# DreamBooth for MNIST Digit Generation

This notebook explores **DreamBooth**, a powerful fine-tuning technique for diffusion models, adapted for MNIST digit generation.

## What is DreamBooth?

**DreamBooth** is a training technique that teaches a diffusion model to generate images of a specific subject using only a few example images (3-5 typically). The key innovation is:

1. **Unique Identifier**: You bind a special token (e.g., `[sks]`) to your subject in text prompts
2. **Full Model Fine-tuning**: Unlike LoRA or textual inversion, DreamBooth updates the entire UNet (and optionally the text encoder)
3. **Prior Preservation**: Uses the model's own generated images of the general class to prevent overfitting and language drift

### How it works:
- **Instance Prompt**: `"a photo of sks dog"` (where `sks` is your unique identifier)
- **Class Prompt**: `"a photo of a dog"` (the general class)
- **Loss Function**: Combines reconstruction loss on your images + prior preservation loss on class images

### For MNIST:
We'll adapt this to teach a model to generate specific styles/variations of digits. For example:
- Train on a few examples of a specific handwriting style
- Generate new digits in that style

**References:**
- [HuggingFace DreamBooth Docs](https://huggingface.co/docs/diffusers/en/training/dreambooth)
- [Original Paper](https://arxiv.org/abs/2208.12242)
- [train_dreambooth.py](https://github.com/huggingface/diffusers/blob/main/examples/dreambooth/train_dreambooth.py)

## 1. Setup and Imports

In [None]:
import torch
import torch.nn.functional as F
from torch.utils.data import Dataset, DataLoader
import torchvision
from torchvision import transforms
from PIL import Image
import numpy as np
import matplotlib.pyplot as plt
from pathlib import Path
from tqdm.auto import tqdm
import math

# Diffusers imports
from diffusers import DDPMScheduler, UNet2DModel, DDPMPipeline
from diffusers.optimization import get_cosine_schedule_with_warmup

# Check device
device = torch.device("cuda" if torch.cuda.is_available() else "mps" if torch.backends.mps.is_available() else "cpu")
print(f"Using device: {device}")

## 2. Load and Prepare MNIST Dataset

We'll load MNIST and extract a few examples of a specific digit to use as our "instance" images.

In [None]:
# Load MNIST from the default huggingface cache

mnist_train = torchvision.datasets.MNIST(
    root="~/.cache/huggingface/datasets/MNIST",
    train=True,
    download=True,
    transform=transforms.ToTensor()
)

mnist_test = torchvision.datasets.MNIST(
    root="~/.cache/huggingface/datasets/MNIST",
    train=False,
    download=True,
    transform=transforms.ToTensor()
)

print(f"Training samples: {len(mnist_train)}")
print(f"Test samples: {len(mnist_test)}")
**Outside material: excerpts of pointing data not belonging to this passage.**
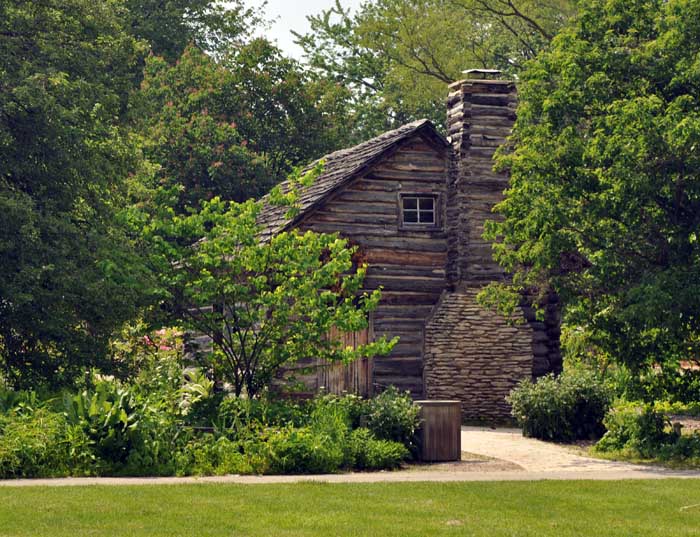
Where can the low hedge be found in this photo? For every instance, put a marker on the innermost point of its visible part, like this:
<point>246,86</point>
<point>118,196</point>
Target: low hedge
<point>569,407</point>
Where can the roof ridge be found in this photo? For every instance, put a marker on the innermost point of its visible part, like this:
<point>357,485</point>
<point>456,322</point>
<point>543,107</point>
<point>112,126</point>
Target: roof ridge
<point>339,167</point>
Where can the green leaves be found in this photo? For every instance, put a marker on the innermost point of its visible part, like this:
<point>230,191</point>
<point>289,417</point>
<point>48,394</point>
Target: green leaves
<point>603,202</point>
<point>68,273</point>
<point>264,303</point>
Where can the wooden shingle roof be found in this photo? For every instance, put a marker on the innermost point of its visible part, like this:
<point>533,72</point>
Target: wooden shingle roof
<point>341,167</point>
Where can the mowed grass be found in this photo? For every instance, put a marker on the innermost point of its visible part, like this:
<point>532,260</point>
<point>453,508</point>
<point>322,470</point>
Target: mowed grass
<point>546,508</point>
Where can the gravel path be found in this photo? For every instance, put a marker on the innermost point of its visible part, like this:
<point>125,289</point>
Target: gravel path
<point>502,455</point>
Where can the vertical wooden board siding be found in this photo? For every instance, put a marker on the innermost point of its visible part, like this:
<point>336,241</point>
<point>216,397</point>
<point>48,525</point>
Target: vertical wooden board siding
<point>352,378</point>
<point>409,265</point>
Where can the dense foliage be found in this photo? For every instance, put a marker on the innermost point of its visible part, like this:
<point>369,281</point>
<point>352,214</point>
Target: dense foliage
<point>68,272</point>
<point>155,427</point>
<point>565,408</point>
<point>643,431</point>
<point>391,60</point>
<point>265,302</point>
<point>604,201</point>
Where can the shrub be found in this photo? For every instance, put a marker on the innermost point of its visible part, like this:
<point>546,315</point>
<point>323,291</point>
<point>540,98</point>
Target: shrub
<point>40,444</point>
<point>208,455</point>
<point>391,415</point>
<point>565,408</point>
<point>127,435</point>
<point>237,414</point>
<point>369,453</point>
<point>633,426</point>
<point>304,451</point>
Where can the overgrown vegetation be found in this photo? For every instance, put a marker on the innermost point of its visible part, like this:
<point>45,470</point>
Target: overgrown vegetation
<point>153,428</point>
<point>564,408</point>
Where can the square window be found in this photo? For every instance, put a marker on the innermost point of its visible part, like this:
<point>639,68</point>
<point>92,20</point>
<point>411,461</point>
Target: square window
<point>418,210</point>
<point>410,217</point>
<point>410,203</point>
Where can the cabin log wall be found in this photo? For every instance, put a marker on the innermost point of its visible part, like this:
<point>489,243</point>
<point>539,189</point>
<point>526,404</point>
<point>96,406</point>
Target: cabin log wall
<point>409,265</point>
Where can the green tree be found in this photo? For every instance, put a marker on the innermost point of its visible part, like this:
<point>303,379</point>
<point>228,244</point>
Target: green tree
<point>604,199</point>
<point>231,128</point>
<point>68,275</point>
<point>274,301</point>
<point>170,26</point>
<point>280,109</point>
<point>190,131</point>
<point>396,57</point>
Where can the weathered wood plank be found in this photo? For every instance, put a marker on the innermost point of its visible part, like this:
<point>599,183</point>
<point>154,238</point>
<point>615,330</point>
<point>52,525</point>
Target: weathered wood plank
<point>425,259</point>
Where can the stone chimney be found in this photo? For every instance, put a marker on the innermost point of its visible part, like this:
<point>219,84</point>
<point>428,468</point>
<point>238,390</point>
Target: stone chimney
<point>480,115</point>
<point>471,353</point>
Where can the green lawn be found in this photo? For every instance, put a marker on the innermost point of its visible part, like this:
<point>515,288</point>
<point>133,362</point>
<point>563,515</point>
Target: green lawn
<point>565,508</point>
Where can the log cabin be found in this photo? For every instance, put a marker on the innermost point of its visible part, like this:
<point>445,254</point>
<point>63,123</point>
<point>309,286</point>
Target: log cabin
<point>415,202</point>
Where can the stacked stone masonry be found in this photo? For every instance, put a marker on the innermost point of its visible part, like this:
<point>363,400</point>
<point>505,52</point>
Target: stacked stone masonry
<point>475,356</point>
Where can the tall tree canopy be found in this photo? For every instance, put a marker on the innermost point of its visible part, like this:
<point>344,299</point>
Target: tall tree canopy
<point>604,200</point>
<point>170,25</point>
<point>66,68</point>
<point>395,57</point>
<point>231,128</point>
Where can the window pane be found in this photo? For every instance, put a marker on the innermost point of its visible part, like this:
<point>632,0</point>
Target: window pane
<point>410,217</point>
<point>427,217</point>
<point>426,204</point>
<point>410,203</point>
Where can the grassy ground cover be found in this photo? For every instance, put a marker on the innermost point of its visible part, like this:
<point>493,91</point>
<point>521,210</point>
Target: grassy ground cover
<point>573,508</point>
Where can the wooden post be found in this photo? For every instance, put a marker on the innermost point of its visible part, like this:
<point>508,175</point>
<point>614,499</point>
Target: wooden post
<point>440,434</point>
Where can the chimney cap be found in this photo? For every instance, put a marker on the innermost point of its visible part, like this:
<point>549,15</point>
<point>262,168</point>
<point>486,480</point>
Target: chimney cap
<point>483,73</point>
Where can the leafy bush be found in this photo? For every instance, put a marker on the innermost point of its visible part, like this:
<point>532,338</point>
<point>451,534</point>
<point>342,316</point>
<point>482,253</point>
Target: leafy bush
<point>565,408</point>
<point>391,415</point>
<point>304,451</point>
<point>40,444</point>
<point>633,426</point>
<point>369,453</point>
<point>643,430</point>
<point>142,429</point>
<point>127,435</point>
<point>209,455</point>
<point>237,413</point>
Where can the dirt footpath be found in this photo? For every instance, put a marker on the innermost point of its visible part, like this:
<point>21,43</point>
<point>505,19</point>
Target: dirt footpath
<point>488,455</point>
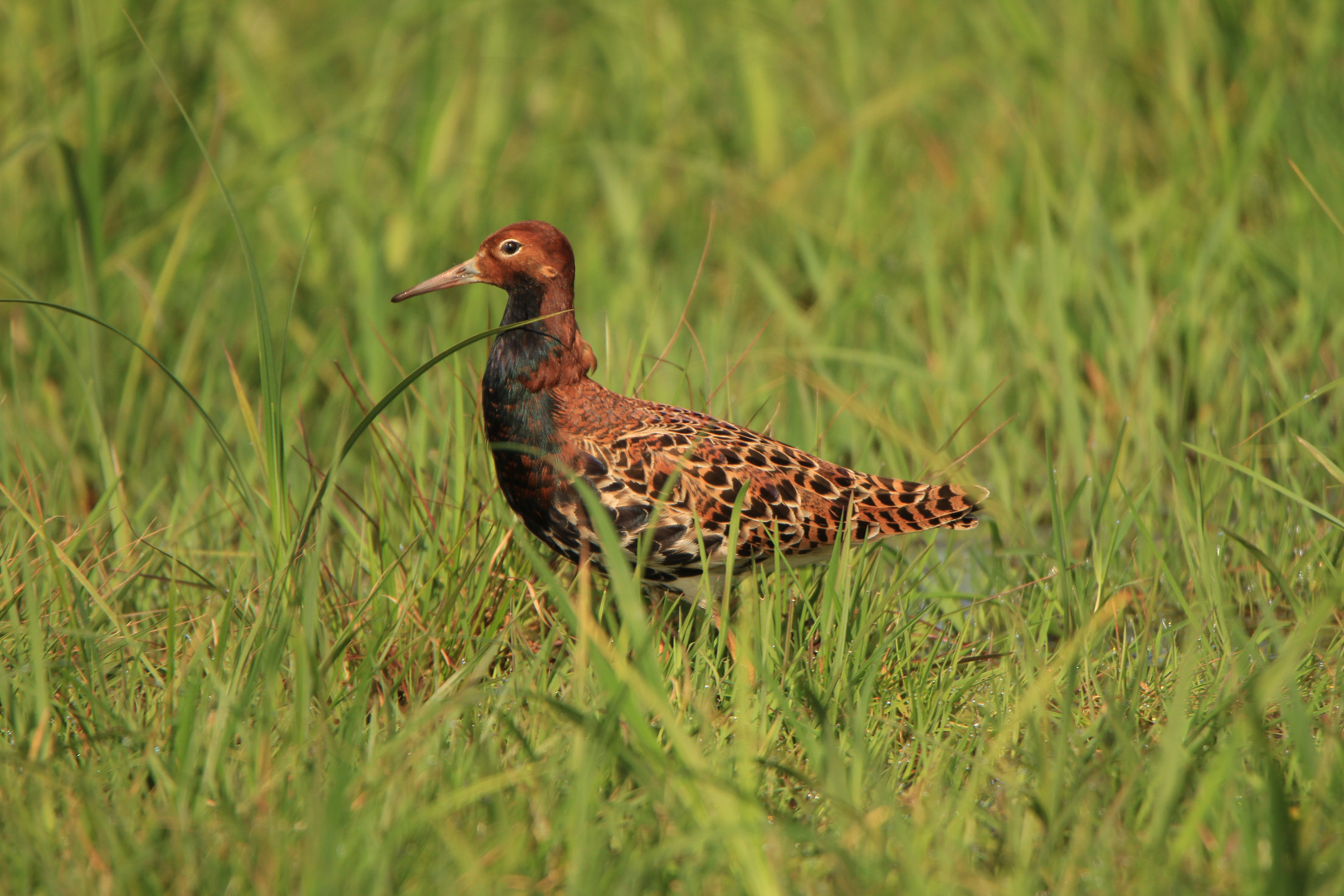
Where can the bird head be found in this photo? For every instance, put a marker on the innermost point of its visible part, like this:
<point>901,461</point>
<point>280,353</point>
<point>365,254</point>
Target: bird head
<point>520,257</point>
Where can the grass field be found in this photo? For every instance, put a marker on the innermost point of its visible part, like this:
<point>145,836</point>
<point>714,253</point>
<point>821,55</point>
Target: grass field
<point>1097,243</point>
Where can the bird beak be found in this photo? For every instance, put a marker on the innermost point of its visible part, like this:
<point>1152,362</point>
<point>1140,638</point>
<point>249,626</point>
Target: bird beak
<point>464,273</point>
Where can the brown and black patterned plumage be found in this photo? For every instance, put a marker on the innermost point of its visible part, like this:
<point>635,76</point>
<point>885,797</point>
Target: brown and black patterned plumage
<point>660,472</point>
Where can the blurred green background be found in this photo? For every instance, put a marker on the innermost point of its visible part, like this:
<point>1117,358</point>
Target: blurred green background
<point>1081,219</point>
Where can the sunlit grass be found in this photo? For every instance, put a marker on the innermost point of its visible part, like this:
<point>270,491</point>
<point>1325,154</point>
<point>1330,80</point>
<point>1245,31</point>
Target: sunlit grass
<point>1074,232</point>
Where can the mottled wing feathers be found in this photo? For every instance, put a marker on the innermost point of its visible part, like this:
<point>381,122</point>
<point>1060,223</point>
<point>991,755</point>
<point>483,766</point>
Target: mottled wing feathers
<point>680,473</point>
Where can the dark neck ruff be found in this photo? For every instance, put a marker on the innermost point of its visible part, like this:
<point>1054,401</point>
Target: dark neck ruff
<point>518,395</point>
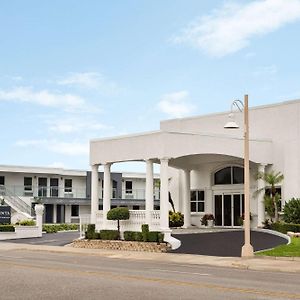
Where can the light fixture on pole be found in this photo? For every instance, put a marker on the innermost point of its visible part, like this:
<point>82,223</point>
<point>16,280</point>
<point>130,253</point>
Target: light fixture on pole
<point>247,249</point>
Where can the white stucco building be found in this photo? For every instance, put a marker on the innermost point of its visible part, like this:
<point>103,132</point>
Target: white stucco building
<point>201,163</point>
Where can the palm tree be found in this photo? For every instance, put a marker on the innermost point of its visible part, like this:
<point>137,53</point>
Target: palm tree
<point>272,179</point>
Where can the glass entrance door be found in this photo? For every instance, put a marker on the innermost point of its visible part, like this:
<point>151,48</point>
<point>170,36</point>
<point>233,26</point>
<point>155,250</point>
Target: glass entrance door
<point>228,209</point>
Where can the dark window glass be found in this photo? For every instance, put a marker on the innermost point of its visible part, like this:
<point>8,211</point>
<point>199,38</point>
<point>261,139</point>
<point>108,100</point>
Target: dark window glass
<point>238,175</point>
<point>27,183</point>
<point>193,207</point>
<point>75,211</point>
<point>68,185</point>
<point>223,176</point>
<point>128,187</point>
### Select Instance Images

Let's pick a specific digit (e.g., digit "3") and select a few instances to represent our "subject".

In [None]:
# Configuration
TARGET_DIGIT = 3  # The digit we want to personalize
NUM_INSTANCE_IMAGES = 5  # How many examples to use (DreamBooth typically uses 3-5)
IMAGE_SIZE = 32  # We'll resize MNIST to 32x32 for compatibility with standard diffusion models

# Find instances of our target digit
instance_indices = [i for i, (img, label) in enumerate(mnist_train) if label == TARGET_DIGIT][:NUM_INSTANCE_IMAGES]
instance_images = [mnist_train[i][0] for i in instance_indices]

# Visualize our instance images
fig, axes = plt.subplots(1, NUM_INSTANCE_IMAGES, figsize=(15, 3))
fig.suptitle(f'Instance Images: Digit {TARGET_DIGIT} (Our "Subject")', fontsize=14, fontweight='bold')
for idx, (ax, img) in enumerate(zip(axes, instance_images)):
    ax.imshow(img.squeeze(), cmap='gray')
    ax.set_title(f'Instance {idx+1}')
    ax.axis('off')
plt.tight_layout()
plt.show()

### Prepare Class Images

For prior preservation, we need images of the general class (all digits).

In [None]:
NUM_CLASS_IMAGES = 100  # Number of class images for prior preservation

# Get random images from all digits (excluding our specific instances)
class_indices = [i for i in range(len(mnist_train)) if i not in instance_indices][:NUM_CLASS_IMAGES]
class_images = [mnist_train[i][0] for i in class_indices]
class_labels = [mnist_train[i][1] for i in class_indices]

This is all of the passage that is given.